Per Arianna Ciccone, ideatrice e organizzatrice del Festival Internazionale di Giornalismo di Perugia, in realtà chi si batte contro le fake news, additandole come il motivo di vittorie a sorpresa come quella di Donald Trump, sta cercando di istituire ciò che a chi detiene il potere non è mai riuscito dalla nascita dell’informazione libera, «Un bel Tribunale della Verità che dice a noi cittadini scemi cosa è vero e cosa no, magari con bollino qualità certificato dallo Stato».

Una fake news, come qualsiasi news on line, ha una “aspettativa di vita” massima di un paio di giorni. L’intervento di un ente deputato a stabilire se in una news on line c’è stata diffamazione richiederebbe ben più tempo. L’oscuramento immediato della presunta bufala, che sembra l’obiettivo non dichiarato di chiunque si stia caricando sulle proprie spalle il problema, non può essere raggiunto in altro modo che con l’azione delle piattaforme senza le quali la fake news non avrebbe visibilità: quindi Facebook, Twitter e via dicendo.

Esistono solo pochi meccanismi di controllo a breve termine che attualmente funzionano su piattaforme che devono gestire enormi quantità di dati: essi agiscono per tutelare il copyright (ad esempio su YouTube) o per eliminare contenuti pornografici indesiderati (spesso previa segnalazione di utenti).
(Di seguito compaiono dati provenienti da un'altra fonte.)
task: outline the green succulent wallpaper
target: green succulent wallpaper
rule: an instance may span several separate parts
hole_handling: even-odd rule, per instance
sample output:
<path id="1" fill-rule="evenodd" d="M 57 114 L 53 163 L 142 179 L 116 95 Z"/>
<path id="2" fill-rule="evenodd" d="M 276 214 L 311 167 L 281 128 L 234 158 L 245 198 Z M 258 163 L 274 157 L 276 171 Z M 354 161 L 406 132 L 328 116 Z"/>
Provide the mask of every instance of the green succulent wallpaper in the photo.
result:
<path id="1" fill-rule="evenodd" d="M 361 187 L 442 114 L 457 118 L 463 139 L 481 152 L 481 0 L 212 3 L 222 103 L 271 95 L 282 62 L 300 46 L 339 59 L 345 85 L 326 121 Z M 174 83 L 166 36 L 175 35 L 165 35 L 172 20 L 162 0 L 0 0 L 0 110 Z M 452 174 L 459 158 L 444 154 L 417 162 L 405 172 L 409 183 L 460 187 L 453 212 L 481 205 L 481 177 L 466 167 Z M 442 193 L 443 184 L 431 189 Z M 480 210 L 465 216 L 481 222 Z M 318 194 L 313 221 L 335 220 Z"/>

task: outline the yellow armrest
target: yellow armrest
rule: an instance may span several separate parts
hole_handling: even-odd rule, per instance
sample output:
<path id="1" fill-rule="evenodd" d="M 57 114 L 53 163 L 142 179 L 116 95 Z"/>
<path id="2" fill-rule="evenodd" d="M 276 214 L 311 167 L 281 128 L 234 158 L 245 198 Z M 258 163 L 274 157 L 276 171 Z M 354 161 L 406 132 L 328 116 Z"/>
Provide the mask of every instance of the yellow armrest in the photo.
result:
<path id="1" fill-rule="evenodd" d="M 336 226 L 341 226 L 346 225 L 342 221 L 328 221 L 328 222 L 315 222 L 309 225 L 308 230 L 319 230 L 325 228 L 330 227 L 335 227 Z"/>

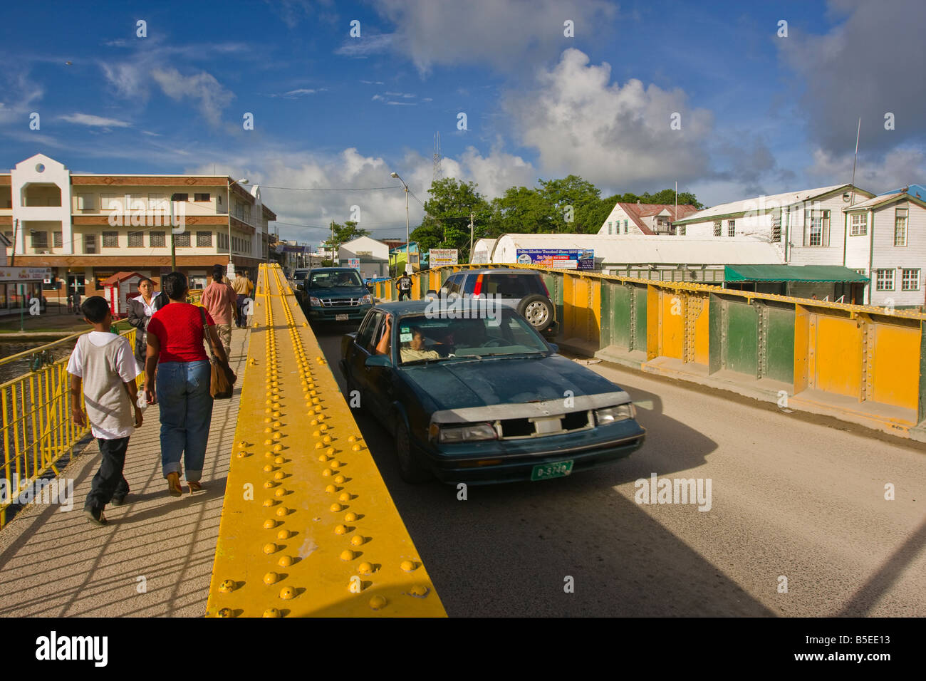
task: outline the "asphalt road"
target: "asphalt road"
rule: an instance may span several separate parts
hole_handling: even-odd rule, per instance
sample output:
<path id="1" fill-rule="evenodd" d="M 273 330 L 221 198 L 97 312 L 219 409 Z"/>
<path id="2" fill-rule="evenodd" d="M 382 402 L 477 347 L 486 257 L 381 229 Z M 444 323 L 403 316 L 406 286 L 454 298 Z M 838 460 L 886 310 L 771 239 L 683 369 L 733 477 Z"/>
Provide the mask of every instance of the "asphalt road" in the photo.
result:
<path id="1" fill-rule="evenodd" d="M 317 333 L 344 390 L 341 331 Z M 388 433 L 358 417 L 449 615 L 926 615 L 926 448 L 590 368 L 638 404 L 644 448 L 466 500 L 404 483 Z M 709 511 L 636 503 L 652 473 L 709 479 Z"/>

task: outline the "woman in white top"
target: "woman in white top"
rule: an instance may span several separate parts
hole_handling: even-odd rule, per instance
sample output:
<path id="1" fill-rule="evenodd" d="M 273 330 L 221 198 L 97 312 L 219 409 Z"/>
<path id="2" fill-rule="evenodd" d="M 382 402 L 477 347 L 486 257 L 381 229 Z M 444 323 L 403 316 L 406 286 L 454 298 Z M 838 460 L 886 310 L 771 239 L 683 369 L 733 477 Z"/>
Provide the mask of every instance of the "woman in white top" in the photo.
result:
<path id="1" fill-rule="evenodd" d="M 144 364 L 144 355 L 147 351 L 145 330 L 151 321 L 151 315 L 167 304 L 164 293 L 155 296 L 155 283 L 147 277 L 138 283 L 139 296 L 129 300 L 129 323 L 135 327 L 135 359 Z"/>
Tali misure di salvaguardia dei contenuti costano ai social network moltissimo in termini di salari, poiché è chiaro che sono persone in carne ed ossa ad operare le dovute censure con tempestività.
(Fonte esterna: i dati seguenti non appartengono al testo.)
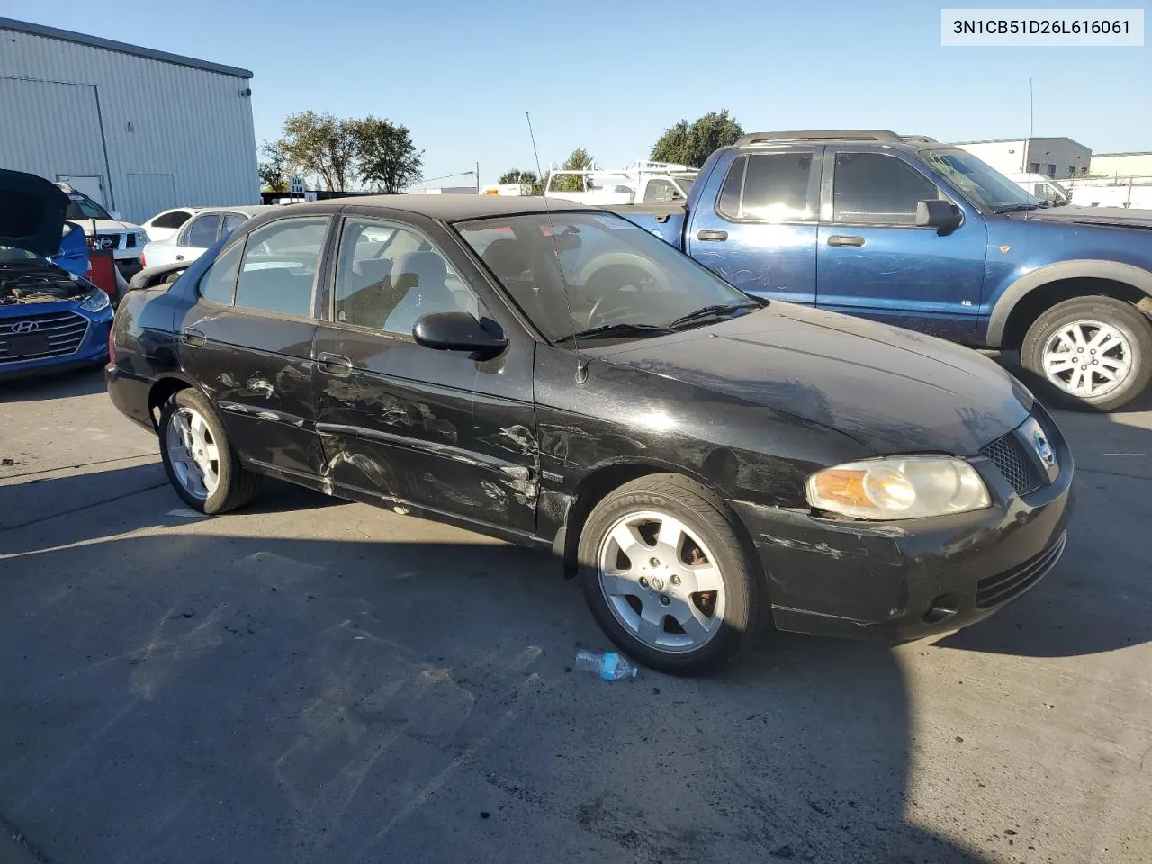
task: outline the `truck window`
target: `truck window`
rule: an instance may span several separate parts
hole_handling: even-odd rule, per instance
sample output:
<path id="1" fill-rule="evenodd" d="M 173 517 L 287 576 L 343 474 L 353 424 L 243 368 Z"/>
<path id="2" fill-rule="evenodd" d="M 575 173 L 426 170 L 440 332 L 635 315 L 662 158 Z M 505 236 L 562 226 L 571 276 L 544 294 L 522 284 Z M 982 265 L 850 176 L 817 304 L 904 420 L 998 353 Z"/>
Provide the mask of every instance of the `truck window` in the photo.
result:
<path id="1" fill-rule="evenodd" d="M 647 185 L 644 188 L 644 203 L 645 204 L 659 204 L 667 200 L 676 200 L 677 198 L 683 198 L 676 184 L 669 180 L 661 180 L 660 177 L 654 177 L 649 181 Z"/>
<path id="2" fill-rule="evenodd" d="M 812 219 L 808 204 L 811 153 L 752 153 L 737 157 L 728 169 L 717 210 L 729 219 Z"/>
<path id="3" fill-rule="evenodd" d="M 832 221 L 916 225 L 916 203 L 940 190 L 907 162 L 884 153 L 838 153 Z"/>

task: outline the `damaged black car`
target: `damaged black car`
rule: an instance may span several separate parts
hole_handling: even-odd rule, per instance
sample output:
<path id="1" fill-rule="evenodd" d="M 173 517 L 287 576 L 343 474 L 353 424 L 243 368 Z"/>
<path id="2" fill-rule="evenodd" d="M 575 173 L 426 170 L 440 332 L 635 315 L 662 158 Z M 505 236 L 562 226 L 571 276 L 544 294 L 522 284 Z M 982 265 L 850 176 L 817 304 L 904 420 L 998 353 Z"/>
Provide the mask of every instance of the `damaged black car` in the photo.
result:
<path id="1" fill-rule="evenodd" d="M 743 294 L 604 211 L 318 202 L 181 266 L 132 280 L 107 382 L 190 507 L 271 476 L 551 550 L 662 670 L 770 623 L 953 630 L 1064 548 L 1071 454 L 992 361 Z"/>

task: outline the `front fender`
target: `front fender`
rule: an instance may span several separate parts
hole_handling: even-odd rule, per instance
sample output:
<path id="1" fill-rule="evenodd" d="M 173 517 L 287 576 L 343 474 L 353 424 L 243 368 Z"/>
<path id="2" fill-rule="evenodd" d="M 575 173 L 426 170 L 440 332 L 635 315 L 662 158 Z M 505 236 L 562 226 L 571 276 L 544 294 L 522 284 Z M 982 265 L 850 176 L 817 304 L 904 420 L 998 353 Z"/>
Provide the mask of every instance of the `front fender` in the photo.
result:
<path id="1" fill-rule="evenodd" d="M 1152 297 L 1152 272 L 1132 264 L 1093 258 L 1047 264 L 1029 271 L 1003 290 L 988 318 L 987 343 L 1000 344 L 1011 310 L 1029 291 L 1066 279 L 1107 279 L 1130 285 Z"/>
L’idea di un sistema in stile Wikipedia corrisponderebbe invece alla soluzione prospettata dai Cinque Stelle di un tribunale del popolo, che necessariamente dovrebbe agire on line e gratuitamente. Ma mentre l’etica degli operatori di Wikipedia (che sono utenti comuni) è l’unica garanzia di obiettività nel correggere informazioni erroneamente date dalle voci della propria enciclopedia, è chiaro che un sistema-Wikipedia applicato a questioni ad alto grado di polarizzazione quali le news politiche non funzionerebbe.

Esiste la possibilità che i contenuti presenti sui social network vengano “moderati”, ovvero oscurati in tempi brevi in caso di mancato rispetto di un regolamento prestabilito. Ma tale opera costa denaro, e viene applicata solo se è strettamente necessaria. Quando ciò accade? Quando c’è la possibilità che le stesse piattaforme social divengono il bersaglio di cause multimilionarie, dalle quali comunque spesso riescono a difendersi.

Obbligare i social (minacciando o sporgendo grandi quantità di denunce contro di questi) a controllare possibili diffamazioni provenienti dai contenuti che ospitano sembra una delle poche e impervie strade percorribili.

COPIARE LA FRANCIA?

In Francia, in vista delle prossime elezioni nazionali (ed in vista della temuta vittoria di Le Pen), si sta puntando invece su una interessante collaborazione tra testate riconosciute e Facebook.

Facebook sta accettando infatti di contrassegnare con un’etichetta contenuti che vengano segnalati dagli utenti come falsi. I contenuti quindi non verrebbero oscurati, ma etichettati dopo una breve analisi degli operatori di Facebook (ma siamo sempre lì: “Who watches the watchmen?”).
Facebook ha inoltre annunciato che modificherà il proprio algoritmo che fa apparire determinati contenuti nel news feed, privilegiando i “contenuti autentici” (quindi privilegiando le testate riconosciute).

Decodex è un altro progetto nato in Francia, ad opera di Le Monde. Un portale che effettuerà una verifica automatizzata della fonte qualora venga sottoposto dall’utente il link di una news. Sembra però una soluzione poco efficace, poiché prevede la volontà del lettore di validare le fonti della sua informazione, una volontà che, se ci fosse, renderebbe il problema bufale naturalmente arginabile, dato che anche senza un’applicazione preposta a farlo il web è potenzialmente il luogo naturale in cui confrontare fonti per capirne il livello di credibilità.